Ford – jeden z największych producentów samochodów na świecie, jest w trakcie kompleksowej modernizacji swojego zakładu w niemieckiej Kolonii, przekształcając je w nowoczesne Centrum Elektryfikacji. Kluczowym elementem nowej fabryki jest Centrum Druku 3D, w którym stanęło dwanaście zaawansowanych technologicznie drukarek 3D, produkujących części z tworzyw sztucznych i metalu. Największa z nich pozwala na produkcję pojedynczych elementów o wymiarach 2,4 x 1,2 x 1 metr. Celem Forda jest wypuszczenie ze zmodernizowanej fabryki pierwszych aut elektrycznych do końca bieżącego roku.

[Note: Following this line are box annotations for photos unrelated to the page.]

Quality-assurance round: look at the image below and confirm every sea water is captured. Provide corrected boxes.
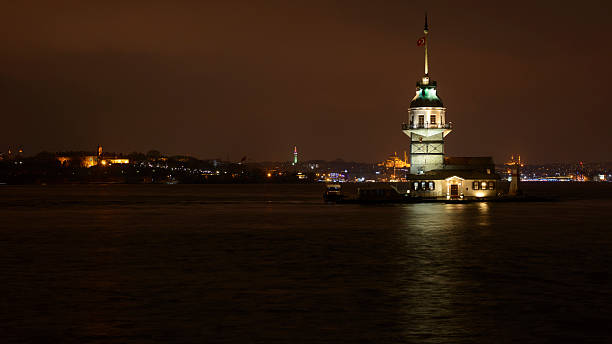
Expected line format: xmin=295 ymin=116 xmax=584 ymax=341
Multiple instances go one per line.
xmin=0 ymin=183 xmax=612 ymax=343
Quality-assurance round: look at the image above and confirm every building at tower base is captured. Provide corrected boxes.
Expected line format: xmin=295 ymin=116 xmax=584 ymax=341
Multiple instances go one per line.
xmin=402 ymin=14 xmax=500 ymax=200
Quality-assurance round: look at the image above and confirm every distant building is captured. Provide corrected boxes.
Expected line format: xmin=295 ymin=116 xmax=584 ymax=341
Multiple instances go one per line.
xmin=56 ymin=145 xmax=130 ymax=168
xmin=402 ymin=17 xmax=500 ymax=199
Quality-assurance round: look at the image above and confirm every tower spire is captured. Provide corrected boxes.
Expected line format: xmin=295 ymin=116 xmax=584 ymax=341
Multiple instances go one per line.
xmin=423 ymin=12 xmax=429 ymax=77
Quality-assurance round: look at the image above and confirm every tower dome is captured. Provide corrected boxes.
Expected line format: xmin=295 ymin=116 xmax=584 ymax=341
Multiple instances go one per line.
xmin=410 ymin=77 xmax=444 ymax=108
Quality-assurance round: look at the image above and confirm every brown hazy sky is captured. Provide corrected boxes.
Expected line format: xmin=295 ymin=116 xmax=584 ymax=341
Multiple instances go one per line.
xmin=0 ymin=0 xmax=612 ymax=162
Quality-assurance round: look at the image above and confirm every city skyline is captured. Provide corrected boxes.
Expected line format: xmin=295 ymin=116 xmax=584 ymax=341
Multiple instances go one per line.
xmin=0 ymin=2 xmax=612 ymax=164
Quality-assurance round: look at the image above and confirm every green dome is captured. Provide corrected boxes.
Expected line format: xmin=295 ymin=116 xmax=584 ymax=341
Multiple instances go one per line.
xmin=410 ymin=81 xmax=444 ymax=108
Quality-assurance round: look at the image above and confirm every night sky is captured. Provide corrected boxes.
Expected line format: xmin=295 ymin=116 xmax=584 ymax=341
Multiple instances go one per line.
xmin=0 ymin=1 xmax=612 ymax=163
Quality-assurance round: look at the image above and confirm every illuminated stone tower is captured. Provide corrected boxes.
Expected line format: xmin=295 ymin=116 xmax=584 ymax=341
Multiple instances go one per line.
xmin=402 ymin=15 xmax=452 ymax=174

„W Kolonii wytwarzamy głównie narzędzia i osprzęt dla wykorzystywany na liniach produkcyjnych” — mówi Nurah Al-Haj-Mustafa, inżynier Forda ds. druku 3D. „Każda część może być absolutnie niepowtarzalna. Niemniej jednak każdy wydruk 3D jest taki sam pod względem jakości i właściwości”. W Kolonii są produkowane m.in. mierniki do sprawdzania wymiarów, szablony do mocowania logo Forda, jak również masywne konstrukcje chwytaków do ramion robotów montujących karoserie. W nowym centrum druku 3D Forda można również drukować komponenty do pojazdów pilotażowych i małoseryjnych.

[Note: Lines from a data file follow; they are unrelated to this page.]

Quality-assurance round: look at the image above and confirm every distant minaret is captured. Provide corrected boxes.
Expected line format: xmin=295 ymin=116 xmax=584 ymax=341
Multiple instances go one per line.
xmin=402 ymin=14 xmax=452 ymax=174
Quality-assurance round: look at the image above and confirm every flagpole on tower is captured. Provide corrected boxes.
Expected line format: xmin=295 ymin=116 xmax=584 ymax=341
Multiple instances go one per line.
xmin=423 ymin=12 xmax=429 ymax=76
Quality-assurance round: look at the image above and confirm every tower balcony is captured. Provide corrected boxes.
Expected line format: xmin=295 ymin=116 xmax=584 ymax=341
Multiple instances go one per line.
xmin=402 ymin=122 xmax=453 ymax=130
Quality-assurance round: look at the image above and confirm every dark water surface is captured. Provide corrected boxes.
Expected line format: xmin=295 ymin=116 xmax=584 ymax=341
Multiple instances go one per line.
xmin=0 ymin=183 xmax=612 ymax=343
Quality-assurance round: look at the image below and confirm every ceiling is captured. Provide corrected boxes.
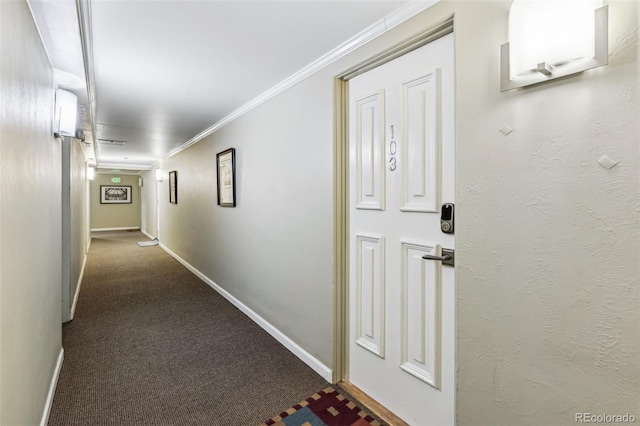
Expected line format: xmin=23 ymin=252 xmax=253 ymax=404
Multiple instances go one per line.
xmin=29 ymin=0 xmax=432 ymax=170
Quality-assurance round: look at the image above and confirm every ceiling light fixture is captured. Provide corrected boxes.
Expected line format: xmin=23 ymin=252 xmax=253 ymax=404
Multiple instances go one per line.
xmin=500 ymin=0 xmax=609 ymax=92
xmin=98 ymin=139 xmax=127 ymax=146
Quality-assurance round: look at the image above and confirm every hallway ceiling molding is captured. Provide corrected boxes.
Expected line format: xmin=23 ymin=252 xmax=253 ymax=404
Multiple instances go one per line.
xmin=37 ymin=0 xmax=439 ymax=170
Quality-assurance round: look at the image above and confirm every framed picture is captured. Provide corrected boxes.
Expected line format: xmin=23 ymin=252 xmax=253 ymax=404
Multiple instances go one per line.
xmin=100 ymin=185 xmax=131 ymax=204
xmin=216 ymin=148 xmax=236 ymax=207
xmin=169 ymin=170 xmax=178 ymax=204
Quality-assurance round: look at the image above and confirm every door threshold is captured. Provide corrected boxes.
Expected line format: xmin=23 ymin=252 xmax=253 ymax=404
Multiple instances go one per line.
xmin=336 ymin=380 xmax=409 ymax=426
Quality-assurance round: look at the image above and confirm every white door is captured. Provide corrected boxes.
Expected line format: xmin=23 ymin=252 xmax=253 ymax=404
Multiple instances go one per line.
xmin=348 ymin=34 xmax=455 ymax=426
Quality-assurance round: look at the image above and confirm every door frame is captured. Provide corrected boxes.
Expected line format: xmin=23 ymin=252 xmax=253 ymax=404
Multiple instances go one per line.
xmin=332 ymin=16 xmax=454 ymax=383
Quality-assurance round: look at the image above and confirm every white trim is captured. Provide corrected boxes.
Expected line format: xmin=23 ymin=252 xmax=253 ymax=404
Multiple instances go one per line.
xmin=140 ymin=228 xmax=156 ymax=240
xmin=69 ymin=254 xmax=87 ymax=321
xmin=40 ymin=348 xmax=64 ymax=426
xmin=164 ymin=0 xmax=440 ymax=159
xmin=98 ymin=161 xmax=155 ymax=171
xmin=160 ymin=243 xmax=333 ymax=382
xmin=91 ymin=226 xmax=140 ymax=232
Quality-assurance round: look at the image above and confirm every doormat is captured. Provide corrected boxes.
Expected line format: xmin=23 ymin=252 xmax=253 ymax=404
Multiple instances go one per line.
xmin=260 ymin=387 xmax=384 ymax=426
xmin=138 ymin=238 xmax=160 ymax=247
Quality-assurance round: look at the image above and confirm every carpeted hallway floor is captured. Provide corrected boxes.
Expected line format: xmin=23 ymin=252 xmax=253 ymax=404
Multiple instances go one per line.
xmin=49 ymin=232 xmax=327 ymax=426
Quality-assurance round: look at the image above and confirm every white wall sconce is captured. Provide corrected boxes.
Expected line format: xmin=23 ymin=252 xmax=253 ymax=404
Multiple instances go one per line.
xmin=53 ymin=89 xmax=78 ymax=138
xmin=500 ymin=0 xmax=609 ymax=92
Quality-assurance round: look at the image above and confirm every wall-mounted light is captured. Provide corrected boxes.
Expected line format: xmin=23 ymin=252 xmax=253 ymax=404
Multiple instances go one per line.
xmin=53 ymin=89 xmax=78 ymax=137
xmin=500 ymin=0 xmax=609 ymax=92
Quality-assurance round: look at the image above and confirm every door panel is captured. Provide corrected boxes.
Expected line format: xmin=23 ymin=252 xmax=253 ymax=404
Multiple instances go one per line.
xmin=356 ymin=235 xmax=385 ymax=358
xmin=400 ymin=241 xmax=442 ymax=388
xmin=356 ymin=90 xmax=386 ymax=210
xmin=402 ymin=69 xmax=440 ymax=213
xmin=348 ymin=34 xmax=455 ymax=426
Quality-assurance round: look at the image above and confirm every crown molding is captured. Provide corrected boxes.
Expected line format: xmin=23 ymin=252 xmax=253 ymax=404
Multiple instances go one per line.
xmin=164 ymin=0 xmax=440 ymax=159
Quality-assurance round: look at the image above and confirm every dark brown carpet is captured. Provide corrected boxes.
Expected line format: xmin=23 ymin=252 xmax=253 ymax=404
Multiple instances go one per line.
xmin=49 ymin=232 xmax=327 ymax=426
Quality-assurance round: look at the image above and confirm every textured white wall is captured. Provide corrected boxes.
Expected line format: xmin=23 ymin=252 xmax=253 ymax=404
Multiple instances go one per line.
xmin=0 ymin=1 xmax=62 ymax=425
xmin=456 ymin=1 xmax=640 ymax=425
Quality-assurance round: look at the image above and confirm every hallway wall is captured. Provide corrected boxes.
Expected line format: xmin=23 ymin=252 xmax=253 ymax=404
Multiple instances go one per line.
xmin=0 ymin=1 xmax=62 ymax=425
xmin=151 ymin=0 xmax=640 ymax=425
xmin=140 ymin=170 xmax=158 ymax=238
xmin=62 ymin=139 xmax=90 ymax=322
xmin=91 ymin=173 xmax=141 ymax=230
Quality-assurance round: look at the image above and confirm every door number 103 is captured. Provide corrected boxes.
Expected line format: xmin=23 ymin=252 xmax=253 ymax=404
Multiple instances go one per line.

Oprócz elastyczności druku 3D, przy małych ilościach można również zaoszczędzić czas i pieniądze – do 80% w porównaniu z konwencjonalnym procesem formowania wtryskowego, w którym produkcja odpowiedniej formy jest bardzo złożona. Istnieje również aspekt zrównoważonego rozwoju – druk 3D wymaga znacznie mniej materiału, a w przypadku proszków metali, niewykorzystany materiał może być ponownie użyty. Równocześnie Zespół Produkcji i Materiałów w Centrum Badań i Innowacji Forda w Akwizgranie pracuje obecnie nad pilotażowym projektem recyklingu filamentów do druku 3D.

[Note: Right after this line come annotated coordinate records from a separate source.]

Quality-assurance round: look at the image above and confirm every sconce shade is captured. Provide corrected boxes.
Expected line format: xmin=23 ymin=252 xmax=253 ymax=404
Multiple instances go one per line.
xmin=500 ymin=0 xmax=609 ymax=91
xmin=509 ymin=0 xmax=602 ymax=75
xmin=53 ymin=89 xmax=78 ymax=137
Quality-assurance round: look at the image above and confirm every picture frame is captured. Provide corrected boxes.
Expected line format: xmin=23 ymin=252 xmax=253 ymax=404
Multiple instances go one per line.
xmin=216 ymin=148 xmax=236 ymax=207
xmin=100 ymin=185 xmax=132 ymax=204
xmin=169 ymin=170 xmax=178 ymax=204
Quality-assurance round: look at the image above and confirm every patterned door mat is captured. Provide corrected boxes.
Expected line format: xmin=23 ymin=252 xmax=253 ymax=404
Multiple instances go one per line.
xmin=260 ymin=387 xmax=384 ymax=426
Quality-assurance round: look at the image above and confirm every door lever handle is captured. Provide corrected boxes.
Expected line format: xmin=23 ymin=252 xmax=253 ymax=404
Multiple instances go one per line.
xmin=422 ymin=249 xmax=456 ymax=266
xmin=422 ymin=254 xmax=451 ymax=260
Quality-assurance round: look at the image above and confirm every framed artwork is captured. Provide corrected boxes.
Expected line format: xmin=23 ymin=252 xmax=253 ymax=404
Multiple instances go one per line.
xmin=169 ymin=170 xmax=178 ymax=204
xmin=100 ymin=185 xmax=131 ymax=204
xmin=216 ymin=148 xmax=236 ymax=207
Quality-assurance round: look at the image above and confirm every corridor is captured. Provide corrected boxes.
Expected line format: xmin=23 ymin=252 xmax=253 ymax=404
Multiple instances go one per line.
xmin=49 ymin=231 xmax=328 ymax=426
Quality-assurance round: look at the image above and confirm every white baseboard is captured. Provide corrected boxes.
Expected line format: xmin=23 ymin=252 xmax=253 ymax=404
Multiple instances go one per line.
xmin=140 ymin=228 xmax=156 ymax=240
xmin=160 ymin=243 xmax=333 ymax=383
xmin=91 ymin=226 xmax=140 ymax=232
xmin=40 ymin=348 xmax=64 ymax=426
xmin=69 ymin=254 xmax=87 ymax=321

Proces drukowania 3D istnieje w firmie Ford w Kolonii od dawna. Już w latach 90. inżynierowie z centrum rozwoju Merkenich zaczęli drukować w 3D komponenty do pojazdów testowych i prototypów. Ford wyznaczył standardy w tej dziedzinie wytwarzania przyrostowego. Na przykład w 2019 r. Centrum Badań i Innowacji Forda było w stanie wyprodukować największą metalową część, jaką kiedykolwiek wyprodukowano za pomocą druku 3D. Był to aluminiowy kolektor dolotowy do silnika Forda F-150 przerobiony przez nieżyjącą już legendę driftingu, Kena Blocka.
W fabryce Forda w Walencji w Hiszpanii, zespół laboratorium druku 3D, stworzył katalog 5000 części do wydrukowania, które oferują rozwiązania dla różnych etapów procesu produkcyjnego zakładu. Tylko w 2021 roku dział z powodzeniem stworzył łącznie 20.000 wydrukowanych części, a pracownicy mogli w razie potrzeby zamówić lub zaproponować nowe części.
To, co jest nowe i wyjątkowe w centrum druku 3D w Kolonii, to połączenie sieciowe z innymi obszarami i łatwy dostęp. Każdy pracownik Forda może złożyć wniosek o produkcję części za pośrednictwem aplikacji, dodając własny rysunek techniczny lub opisując, do czego jest ona potrzebna.
„Dążymy do rozpoczęcia działalności na krótkich dystansach i przy niewielkiej biurokracji” — powiedział Oliver Färber, który jako kierownik fabryki silników jest również odpowiedzialny za obszar centrum druku 3D. „Części wymagane przez pracowników są następnie specjalnie projektowane przez zespół i mogą zostać wyprodukowane bardzo szybko”.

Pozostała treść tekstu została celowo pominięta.